Vendors are fairly predictable creatures. Any given vendor will tell you that their new tool will solve virtually all one’s problems; just keep on explaining your problems to the vendor’s rep until they can frame the proper arguments to convince you. Additionally, their new tool will likely support the brand-new framework that you don’t yet understand because it is still being developed—but the new tool will be there. Get on board or get left behind. Case in point: The data lakehouse framework has any number of vendors offering tools that an organization must have to do a data lakehouse properly.

A New Framework

The data lakehouse is a merging of the organization’s data lake and data warehouse into one platform, eliminating data redundancy and loss of time moving data around from one place to another.

Is this newest data savior really better than all the data saviors of the past? Detractors suggest that a data lake with big data flowing in—while a valu­able tool in the chest—is actually of limited use. The limitation is the result of the most important transactional data still being created and managed in highly structured, often relational, sources. And while these transactions are high volume for the organization, that overall volume may be fairly modest in quantity.

“Unstructuring” the data from these operational sources into JSON or something else so that users can run their structured queries and structured reports is potentially what can be considered a solution to a nonexistent problem (except, of course, for the big data/data lake vendors’ “problem” of how to expand their customer base and usage).

Different Needs

One difficulty with having all the data in the data lake, yet not having multiple copies of this data, ultimately concerns the users. Today, different users relate to the data in differing ways. The non-data scientist still has simple needs and perspectives. Simple data structures, such as star schemas, are easily relatable to this class of users. Views, or their equivalent, can provide translations to show data to these users, but such views may or may not provide reasonable performance. In addition, the base structures may not support the right kind of necessary historical change activity.

Data may need to be duplicated to address presentation and change activity. And if it is duplicated, a data virtualization tool can help make the data’s physical existence a moot point. Is it in the data lake or a relational data warehouse?
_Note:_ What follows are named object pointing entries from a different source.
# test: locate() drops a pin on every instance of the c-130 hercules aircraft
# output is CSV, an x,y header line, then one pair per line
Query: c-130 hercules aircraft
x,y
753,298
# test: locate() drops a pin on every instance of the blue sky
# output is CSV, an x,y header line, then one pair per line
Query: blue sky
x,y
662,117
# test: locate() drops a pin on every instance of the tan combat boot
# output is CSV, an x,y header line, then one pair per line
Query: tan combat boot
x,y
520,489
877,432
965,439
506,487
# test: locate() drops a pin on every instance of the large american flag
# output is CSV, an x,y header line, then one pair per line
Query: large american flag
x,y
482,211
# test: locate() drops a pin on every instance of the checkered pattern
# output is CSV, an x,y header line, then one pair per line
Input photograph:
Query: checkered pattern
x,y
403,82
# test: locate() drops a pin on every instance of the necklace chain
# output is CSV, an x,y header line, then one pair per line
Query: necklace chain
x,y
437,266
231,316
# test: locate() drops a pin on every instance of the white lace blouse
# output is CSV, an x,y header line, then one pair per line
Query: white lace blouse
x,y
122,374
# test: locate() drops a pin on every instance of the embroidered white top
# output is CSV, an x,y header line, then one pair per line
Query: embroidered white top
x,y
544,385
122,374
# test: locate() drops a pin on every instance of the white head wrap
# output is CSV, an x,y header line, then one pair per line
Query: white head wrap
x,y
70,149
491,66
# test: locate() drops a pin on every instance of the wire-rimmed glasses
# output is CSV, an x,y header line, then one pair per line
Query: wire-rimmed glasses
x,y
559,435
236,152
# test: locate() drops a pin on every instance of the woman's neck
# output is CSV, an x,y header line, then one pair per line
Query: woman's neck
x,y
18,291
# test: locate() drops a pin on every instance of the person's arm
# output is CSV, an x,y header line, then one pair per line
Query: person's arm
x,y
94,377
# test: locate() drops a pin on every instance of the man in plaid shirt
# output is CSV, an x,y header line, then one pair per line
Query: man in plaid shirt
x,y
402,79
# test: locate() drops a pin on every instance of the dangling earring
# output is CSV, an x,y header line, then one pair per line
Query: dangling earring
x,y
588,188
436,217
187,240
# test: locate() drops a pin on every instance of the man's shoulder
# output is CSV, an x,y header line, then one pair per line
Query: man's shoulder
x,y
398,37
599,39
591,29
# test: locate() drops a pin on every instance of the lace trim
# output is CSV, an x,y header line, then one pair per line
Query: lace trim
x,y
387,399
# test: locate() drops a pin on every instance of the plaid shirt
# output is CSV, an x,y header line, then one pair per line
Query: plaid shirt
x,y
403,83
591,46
Who needs to care? If we assume technological advances will one day allow infinite performance, perhaps a day will come when operational data does not even need to be moved from its original operational source, and both operational and analytical queries can be executed in place.

Organizational Analytics Requirements

We may have a bit of a wait until a data lakehouse can smoothly answer the entirety of our organizational analytics needs. Maybe, by that time, yet another framework will be desired. Solutions still need to evolve to a point where data structures are virtually meaningless, but that day will come.

Our storage and processing capacities may rise so that they are virtually infinite, and all that needs to be done is to logically stitch the pieces together in a metadata repository of some sort—and all data users will be able to query and obtain their answers quickly and correctly. However, the path to such a future is filled with a much better and deeper understanding of our data along with a consistency in implementation that, as a society, we have never encouraged before. Clever workarounds and shortcuts implemented across our data solutions will need to die off for the greater good. The idea that any new tool or framework can simply sidestep this deeper understanding is shortsighted at best.